Pale Blue Dot – Perspective

pale-blue-dot

There are more stars in our Universe than there are grains of sand on all the beaches of Earth.  And conversely, a single grain of sand has more atoms than there are stars in the Universe…  How can we process our own insignificance in the backdrop of these perspective shattering facts?

As many of us struggle with the greater questions on the meaning of life, the pursuit of happiness and purpose, this question is both meaningless and our road to salvation.

When we examine the profound statements of Carl Sagan, he eloquently reflects on how “[o]ur planet is a lonely spec in the great enveloping cosmic dark.”  He challenges us to:

“Look again at that dot.  That’s here.
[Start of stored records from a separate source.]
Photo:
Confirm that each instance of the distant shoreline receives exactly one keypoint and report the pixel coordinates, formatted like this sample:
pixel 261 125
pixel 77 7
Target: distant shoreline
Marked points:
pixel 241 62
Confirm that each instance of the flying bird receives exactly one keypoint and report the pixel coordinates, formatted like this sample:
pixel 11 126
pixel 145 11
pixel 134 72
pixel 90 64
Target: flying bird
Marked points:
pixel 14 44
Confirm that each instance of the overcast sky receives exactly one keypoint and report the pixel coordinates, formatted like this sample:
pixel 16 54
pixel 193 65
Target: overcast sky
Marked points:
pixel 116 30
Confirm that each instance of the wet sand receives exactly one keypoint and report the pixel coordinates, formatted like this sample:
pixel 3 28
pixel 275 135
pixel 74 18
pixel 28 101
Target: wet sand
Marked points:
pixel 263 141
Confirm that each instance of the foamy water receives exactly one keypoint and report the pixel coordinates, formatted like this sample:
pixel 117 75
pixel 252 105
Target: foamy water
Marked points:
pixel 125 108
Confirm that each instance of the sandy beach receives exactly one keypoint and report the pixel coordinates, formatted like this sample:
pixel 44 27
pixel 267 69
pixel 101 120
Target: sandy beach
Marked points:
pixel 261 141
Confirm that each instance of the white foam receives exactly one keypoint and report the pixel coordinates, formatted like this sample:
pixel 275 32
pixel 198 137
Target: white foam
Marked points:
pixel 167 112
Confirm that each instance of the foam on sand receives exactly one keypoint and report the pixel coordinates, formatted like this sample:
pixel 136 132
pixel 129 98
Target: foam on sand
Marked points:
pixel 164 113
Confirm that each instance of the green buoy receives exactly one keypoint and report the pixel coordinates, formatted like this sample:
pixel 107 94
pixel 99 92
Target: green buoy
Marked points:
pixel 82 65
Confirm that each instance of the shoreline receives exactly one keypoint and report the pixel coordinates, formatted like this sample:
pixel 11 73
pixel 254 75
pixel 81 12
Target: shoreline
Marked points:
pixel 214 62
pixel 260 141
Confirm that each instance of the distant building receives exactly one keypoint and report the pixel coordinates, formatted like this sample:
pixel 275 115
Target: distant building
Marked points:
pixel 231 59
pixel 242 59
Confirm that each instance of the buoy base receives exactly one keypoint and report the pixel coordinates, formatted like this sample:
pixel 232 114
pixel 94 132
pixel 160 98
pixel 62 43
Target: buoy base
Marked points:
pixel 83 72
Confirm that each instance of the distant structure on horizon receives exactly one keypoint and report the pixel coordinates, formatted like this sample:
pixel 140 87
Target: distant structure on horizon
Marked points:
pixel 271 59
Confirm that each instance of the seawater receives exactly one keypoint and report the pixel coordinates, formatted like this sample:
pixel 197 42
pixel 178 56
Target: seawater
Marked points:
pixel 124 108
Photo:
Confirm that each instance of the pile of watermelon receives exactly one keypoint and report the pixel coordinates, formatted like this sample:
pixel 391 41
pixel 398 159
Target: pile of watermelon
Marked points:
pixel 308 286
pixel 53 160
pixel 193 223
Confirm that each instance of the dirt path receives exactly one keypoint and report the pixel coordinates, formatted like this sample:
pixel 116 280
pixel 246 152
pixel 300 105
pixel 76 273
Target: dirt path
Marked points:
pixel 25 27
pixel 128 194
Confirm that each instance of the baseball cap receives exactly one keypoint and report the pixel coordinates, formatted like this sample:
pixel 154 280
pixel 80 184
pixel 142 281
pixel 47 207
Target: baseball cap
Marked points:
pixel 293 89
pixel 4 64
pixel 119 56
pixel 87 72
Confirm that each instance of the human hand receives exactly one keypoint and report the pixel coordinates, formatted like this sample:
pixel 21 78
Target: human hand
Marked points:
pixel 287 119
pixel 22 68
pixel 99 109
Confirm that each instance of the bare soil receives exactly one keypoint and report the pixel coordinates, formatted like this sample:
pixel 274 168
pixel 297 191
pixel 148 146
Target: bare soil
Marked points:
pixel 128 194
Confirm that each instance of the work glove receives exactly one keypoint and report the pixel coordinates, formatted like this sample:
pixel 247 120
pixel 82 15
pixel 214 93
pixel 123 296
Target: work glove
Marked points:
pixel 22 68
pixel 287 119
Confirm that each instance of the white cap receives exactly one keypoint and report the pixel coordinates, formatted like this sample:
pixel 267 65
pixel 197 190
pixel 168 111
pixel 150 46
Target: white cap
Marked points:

That’s home.  That’s us.  On it everyone you love, everyone you know, everyone you ever heard of, every human being who ever was, lived out their lives.  The aggregate of our joy and suffering, thousands of confident religions, ideologies, and economic doctrines, every hunter and forager, every hero and coward, every creator and destroyer of civilization, every king and peasant, every young couple in love, every mother and father, hopeful child, inventor and explorer, every teacher of morals, every corrupt politician, every “superstar,” every “supreme leader,” every saint and sinner in the history of our species lived there-on a mote of dust suspended in a sunbeam.”

I’m not really sure how to process something which so completely obliterates my limited perspective…  But it seems there is some kind of grace in pushing forward exactly because of this truth.  Continuing to strive for decency, to practice compassion and empathy with the complete understanding that it both doesn’t matter and is the only thing which matters.  It matters for the same reason that one should strive to do the right thing when no one is looking.

So, what’s the practical lesson?  Well, at a minimum, it’s a tool to help us “get a grip” the next time we are quick to anger or frustration over what is guaranteed to be something insignificant, because it’s all insignificant.  And it’s a reminder that striving to do the right thing must be it’s own reward.  To quiet the internal voices of discord and bring some level of inner calm.  So, even from a purely self interested perspective,  one should embrace our own insignificance.